You have decided, it seems, to carry on Tantra and Mantra, anushthan and pure Vedanta together! My objection to it was from the standpoint of the Review and Vedantic work generally. Anusthan and the Review do not go well together. Of course, a synthesis is always possible, but amalgamation is not synthesis.

G.

P.S. By the way, try to realise one thing. The work we wish to do cannot produce its effects on the objective world until my Ashtasiddhi is strong enough to work upon that world organically and as a whole, and it has not yet reached that point. No amount of rajasic eagerness on my part or on yours or anybody else’s will fill the place or can substitute itself as the divine instrument which will be definitely effective.

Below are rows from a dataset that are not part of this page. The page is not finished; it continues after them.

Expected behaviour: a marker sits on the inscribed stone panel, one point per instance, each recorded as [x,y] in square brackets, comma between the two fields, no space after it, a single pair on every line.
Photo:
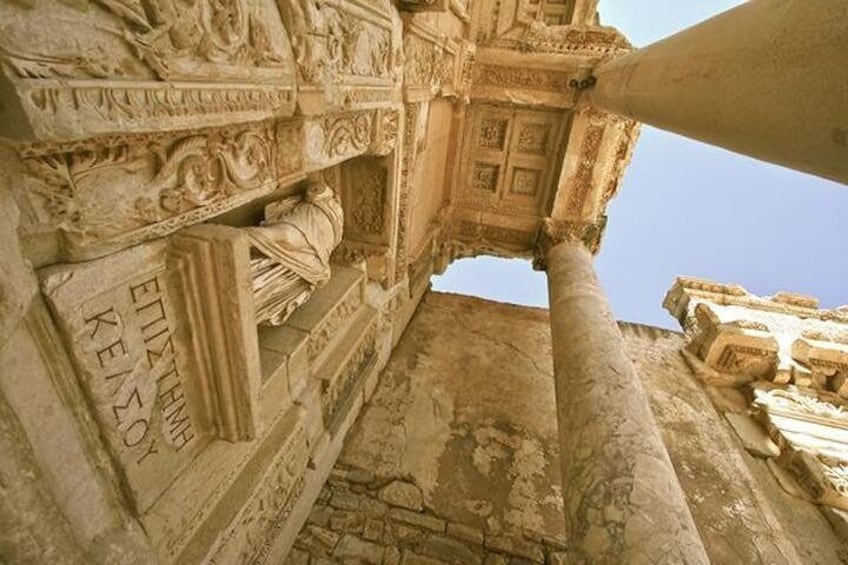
[118,322]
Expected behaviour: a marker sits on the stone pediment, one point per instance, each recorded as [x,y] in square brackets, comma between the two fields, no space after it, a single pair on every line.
[791,359]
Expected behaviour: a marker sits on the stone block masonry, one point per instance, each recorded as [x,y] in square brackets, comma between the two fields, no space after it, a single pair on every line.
[355,522]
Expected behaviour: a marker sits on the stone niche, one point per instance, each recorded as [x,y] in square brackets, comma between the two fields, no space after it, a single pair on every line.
[210,418]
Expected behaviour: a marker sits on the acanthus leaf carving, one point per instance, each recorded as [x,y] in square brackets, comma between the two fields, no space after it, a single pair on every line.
[132,188]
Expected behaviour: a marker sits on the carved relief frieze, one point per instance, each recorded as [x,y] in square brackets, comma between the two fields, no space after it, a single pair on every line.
[544,27]
[333,41]
[581,184]
[367,197]
[128,67]
[334,138]
[433,62]
[414,124]
[424,5]
[108,193]
[521,78]
[258,521]
[386,132]
[335,320]
[628,133]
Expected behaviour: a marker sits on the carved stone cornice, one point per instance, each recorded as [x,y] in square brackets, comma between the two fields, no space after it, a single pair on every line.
[554,232]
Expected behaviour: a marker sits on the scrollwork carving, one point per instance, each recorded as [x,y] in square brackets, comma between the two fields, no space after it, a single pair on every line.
[131,188]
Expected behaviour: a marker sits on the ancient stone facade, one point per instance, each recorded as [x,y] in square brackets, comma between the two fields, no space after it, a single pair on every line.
[154,410]
[219,217]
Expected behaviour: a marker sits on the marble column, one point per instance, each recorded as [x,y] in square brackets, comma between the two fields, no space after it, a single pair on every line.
[623,502]
[766,79]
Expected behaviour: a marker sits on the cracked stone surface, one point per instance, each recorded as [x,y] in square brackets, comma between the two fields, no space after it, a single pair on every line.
[465,411]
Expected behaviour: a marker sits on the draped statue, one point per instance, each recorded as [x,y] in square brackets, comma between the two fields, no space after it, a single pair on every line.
[291,251]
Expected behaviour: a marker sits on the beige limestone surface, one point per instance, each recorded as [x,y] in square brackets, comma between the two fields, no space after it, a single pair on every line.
[455,458]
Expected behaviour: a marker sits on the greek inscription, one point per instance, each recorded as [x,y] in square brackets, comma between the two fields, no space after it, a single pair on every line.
[101,318]
[156,333]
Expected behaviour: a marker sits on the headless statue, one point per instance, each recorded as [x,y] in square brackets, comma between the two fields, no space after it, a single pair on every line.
[292,251]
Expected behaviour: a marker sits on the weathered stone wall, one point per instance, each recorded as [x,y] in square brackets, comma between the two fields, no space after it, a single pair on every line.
[455,458]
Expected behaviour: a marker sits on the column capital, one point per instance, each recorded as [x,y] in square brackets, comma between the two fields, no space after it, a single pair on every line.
[553,232]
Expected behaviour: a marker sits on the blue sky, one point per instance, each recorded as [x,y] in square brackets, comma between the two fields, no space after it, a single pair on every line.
[689,208]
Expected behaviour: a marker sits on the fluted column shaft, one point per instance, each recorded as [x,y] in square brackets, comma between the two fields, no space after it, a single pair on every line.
[766,79]
[623,502]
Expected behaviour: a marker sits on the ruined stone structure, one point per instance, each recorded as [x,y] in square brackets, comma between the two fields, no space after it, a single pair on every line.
[220,216]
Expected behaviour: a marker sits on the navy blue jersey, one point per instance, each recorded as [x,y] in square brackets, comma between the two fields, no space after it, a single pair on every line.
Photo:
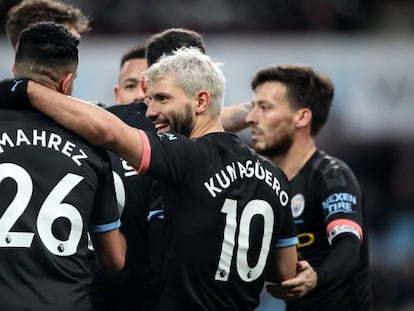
[225,208]
[327,206]
[54,188]
[136,287]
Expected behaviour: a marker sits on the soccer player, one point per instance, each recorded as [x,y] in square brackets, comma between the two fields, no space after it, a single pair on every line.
[227,217]
[54,188]
[131,72]
[291,104]
[27,12]
[139,198]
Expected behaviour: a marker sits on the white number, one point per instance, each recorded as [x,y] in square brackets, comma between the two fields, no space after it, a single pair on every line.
[120,192]
[51,209]
[253,208]
[16,208]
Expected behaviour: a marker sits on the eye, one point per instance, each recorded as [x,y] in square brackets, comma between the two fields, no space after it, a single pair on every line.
[264,107]
[130,86]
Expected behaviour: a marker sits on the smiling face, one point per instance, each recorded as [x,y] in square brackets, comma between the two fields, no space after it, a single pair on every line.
[129,88]
[169,108]
[271,120]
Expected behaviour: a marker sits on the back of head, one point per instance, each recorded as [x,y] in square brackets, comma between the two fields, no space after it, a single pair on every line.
[27,12]
[193,72]
[304,89]
[170,40]
[46,51]
[133,53]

In the matter of the Review Bejoy has found that out by this time! I have found it out myself by constant experience and warning. You also, if you wish to profit by my teaching, should learn it also – without the necessity of experience.

 

1 After October 1914. Bijoy Nag, a member of Sri Aurobindo’s household, was imprisoned in October 1914 under the Defence of India Act after he entered British India. He remained in jail for the duration of the war. V. V. S. Aiyar was a revolutionary from the Madras Presidency who had taken refuge in Pondicherry. (Despite the “a certain”, Sri Aurobindo knew Aiyar well.){{1}}In February 1910, Sri Aurobindo left Calcutta and took temporary refuge in Chandernagore, a small French enclave on the river Hooghly about thirty kilometres north of Calcutta. There he was looked after by Motilal Roy (1882–1959), a young member of a revolutionary secret society. After leaving Chandernagore for Pondicherry in April, Sri Aurobindo kept in touch with Motilal by letter. It was primarily to Motilal that he was referring when he wrote in the “General Note on Sri Aurobindo’s Political Life” (p. 64 of this volume): “For some years he kept up some private communication with the revolutionary forces he had led through one or two individuals.” In these letters, which were subject to interception by the police, he could not of course write openly about revolutionary matters. He developed a code in which “tantra” meant revolutionary activities, and things connected with tantra (yogini chakras, tantric books, etc.) referred to revolutionary implements like guns (see Arun Chandra Dutt, ed., Light to Superlight [Calcutta: Prabartak Publishers, 1972], pp. 27–30). The code sometimes got rather complicated (see the note to letter [3] below). Sri Aurobindo did not use his normal signature or initials in the first 22 letters. Instead he signed as Kali, K., A. K. or G. He often referred to other people by initials or pseudonyms. Parthasarathi Aiyangar, for example, became “P. S.” or “the Psalmodist”.